Chapter TWs: Mentions of death, sun poisoning, general injuries.
Breathing is an entirely new sensation. The feeling of air being pulled in and pushed out of the chest, to and from the nostrils, comes so naturally that one would hardly even notice it. It is a common, insignificant experience, but one he is not accustomed to. His first breaths are filled with burning sands that rage in his throat, tearing into the flesh with what feels like a million shards of glass. The pain is like nothing he has ever felt and he feels weak. Regardless, the pain, this new sensation, is welcomed gratefully and he slips out from under the sands with clawing hands, digging into the ground and grasping for freedom.
The sun beats down onto his back, baking it under the heat and threatening to crack apart the new flesh. His body feels as if there is a vice squeezing around him, drawing his flesh against him so tightly that he fears he may collapse under the pressure.
This unimaginable torture though? This is good.
It means he is alive. Back in the land of the living, as it were, and this is an opportunity he intends to enjoy to its fullest extent. An enjoyment that can only be truly fulfilled once he is seated at his rightful place on the throne of Persia, while a certain false prince lays before him, bloodied and broken; dead, preferably.
Finally, with far more effort than one may expect, he pushes himself free from the blanket of sand that rests upon his back and shoulders. The shimmering of the sand obstructs the scenery around him for a moment – the same moment he takes to gasp for another lungful of fresh air—before once more settling itself below him. Falling forward, his palms rest flat on the ground, keeping him steady as he attempts to take in the variety of new sensations wracking his body.
Sand continues to slide down his shoulders and stick to the wetness of his skin; the feeling tickles him and his sides quake as the coarse powder runs across him. He stirs again and below him his hands and knees feel the pinpricks of pain as the small rocks cut into his flesh. After a moment, he notices how dry his throat is, how hard it is to take each new breath, and how much the pain is growing by the second.
He wonders if this is what it feels like to die.

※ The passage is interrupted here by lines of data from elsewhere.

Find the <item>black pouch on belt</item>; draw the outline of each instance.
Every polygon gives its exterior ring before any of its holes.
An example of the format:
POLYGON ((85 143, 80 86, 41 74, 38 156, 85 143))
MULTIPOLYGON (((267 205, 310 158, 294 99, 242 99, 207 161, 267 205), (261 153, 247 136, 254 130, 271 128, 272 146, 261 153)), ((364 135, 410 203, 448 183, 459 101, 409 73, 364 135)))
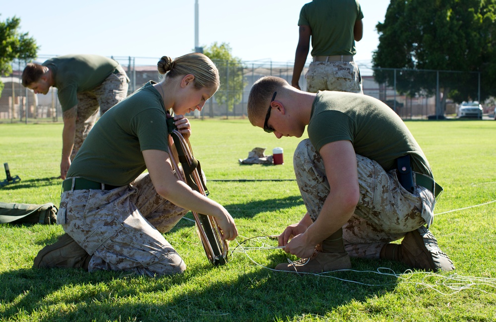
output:
POLYGON ((398 179, 400 184, 409 193, 413 193, 415 186, 413 184, 413 174, 412 173, 409 154, 396 159, 396 168, 398 169, 398 179))

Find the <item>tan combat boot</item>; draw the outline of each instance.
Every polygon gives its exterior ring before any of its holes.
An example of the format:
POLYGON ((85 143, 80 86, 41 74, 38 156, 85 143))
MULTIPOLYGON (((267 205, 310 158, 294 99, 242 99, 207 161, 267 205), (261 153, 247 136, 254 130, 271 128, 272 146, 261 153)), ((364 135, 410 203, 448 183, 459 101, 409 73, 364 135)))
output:
POLYGON ((91 256, 66 233, 55 244, 40 251, 33 268, 73 267, 88 270, 90 259, 91 256))
POLYGON ((326 238, 321 246, 317 245, 313 254, 292 263, 281 263, 277 270, 303 273, 322 273, 351 268, 350 257, 343 245, 343 230, 341 228, 326 238))
POLYGON ((437 246, 435 237, 423 226, 407 233, 401 245, 385 245, 380 257, 425 270, 449 271, 455 269, 453 262, 437 246))

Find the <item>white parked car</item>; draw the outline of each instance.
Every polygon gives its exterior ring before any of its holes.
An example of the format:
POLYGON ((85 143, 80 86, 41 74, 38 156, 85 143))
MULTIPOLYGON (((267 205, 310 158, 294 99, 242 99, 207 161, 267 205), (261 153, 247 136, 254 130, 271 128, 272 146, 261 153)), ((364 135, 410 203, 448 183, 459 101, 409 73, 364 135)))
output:
POLYGON ((463 102, 458 107, 458 117, 482 119, 482 105, 479 102, 463 102))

He tries to think back to the sensations he had only known for fleeting moments in a time that seemed to have taken place millennia ago, sensations that had not been ones for him to experience, but those he had felt the ghosts of when his royal host had been careless. From what little he knows of these fragile forms, those feelings had been nothing like those that he felt now.

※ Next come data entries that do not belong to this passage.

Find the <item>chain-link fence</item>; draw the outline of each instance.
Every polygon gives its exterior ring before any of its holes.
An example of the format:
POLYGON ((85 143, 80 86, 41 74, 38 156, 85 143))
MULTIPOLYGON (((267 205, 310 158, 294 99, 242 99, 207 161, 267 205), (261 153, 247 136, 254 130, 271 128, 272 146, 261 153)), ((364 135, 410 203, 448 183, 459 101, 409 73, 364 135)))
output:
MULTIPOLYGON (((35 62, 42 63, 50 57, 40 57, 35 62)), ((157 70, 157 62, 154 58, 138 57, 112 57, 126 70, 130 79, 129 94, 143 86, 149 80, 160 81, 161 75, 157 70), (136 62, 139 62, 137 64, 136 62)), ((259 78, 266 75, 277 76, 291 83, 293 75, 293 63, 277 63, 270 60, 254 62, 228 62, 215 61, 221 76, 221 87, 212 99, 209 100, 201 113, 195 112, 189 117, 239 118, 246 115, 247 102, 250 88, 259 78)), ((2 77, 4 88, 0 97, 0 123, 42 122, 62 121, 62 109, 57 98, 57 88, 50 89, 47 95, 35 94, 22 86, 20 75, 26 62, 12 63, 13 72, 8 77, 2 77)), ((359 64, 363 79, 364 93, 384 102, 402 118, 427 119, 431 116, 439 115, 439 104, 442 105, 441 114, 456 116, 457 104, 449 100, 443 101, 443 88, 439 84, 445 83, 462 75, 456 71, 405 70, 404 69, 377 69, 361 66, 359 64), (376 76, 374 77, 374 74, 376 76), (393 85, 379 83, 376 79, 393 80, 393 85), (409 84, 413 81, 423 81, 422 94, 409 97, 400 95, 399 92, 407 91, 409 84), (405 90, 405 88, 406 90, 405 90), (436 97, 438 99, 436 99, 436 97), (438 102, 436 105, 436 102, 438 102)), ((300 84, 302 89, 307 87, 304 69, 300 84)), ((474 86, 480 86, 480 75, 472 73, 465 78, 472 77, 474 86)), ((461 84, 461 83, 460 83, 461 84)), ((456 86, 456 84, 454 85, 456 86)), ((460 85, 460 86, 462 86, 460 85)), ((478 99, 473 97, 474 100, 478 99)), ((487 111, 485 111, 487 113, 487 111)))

He refuses to return to the darkness. He refuses to know death again.
As he pushes himself up and onto his legs, his muscles scream for mercy and his heart—he could almost laugh at the very notion that he has a heart—pounds with a force that makes him worry it shall burst from his ribs and shrivel up on the hot sand that surrounds him. He steps forward. One foot, then the other, and then the first foot again. So it repeats. He walks forward, trusting his new form to guide him to shelter, towards anything that will ease his pains, and tries his best not to think about what will happen to him should that trust be misplaced.
When evening arrives, he finds himself once more buried beneath the dirt. The air has begun to cool, but his skin burns as if the sun has settled itself within it. Now, exhaustion has beaten his stubbornness and he fears that he shall meet oblivion so soon after some foolish god seems to have granted him this generous gift.
He is barely conscious when a passing trader drags him from the sands and pours water down his throat. He is unable to register the irony that the very thing he hates is also what saves his life in one short moment. His world swirls around him as the unknown man talks and questions, tries to get some sort of response out of the life he has just saved. He is unconscious by the time they are through the gates of Babylon.
In what seems to be a twist of fate, the Dark Prince is brought into the gates of the great city he intends to conquer and destroy.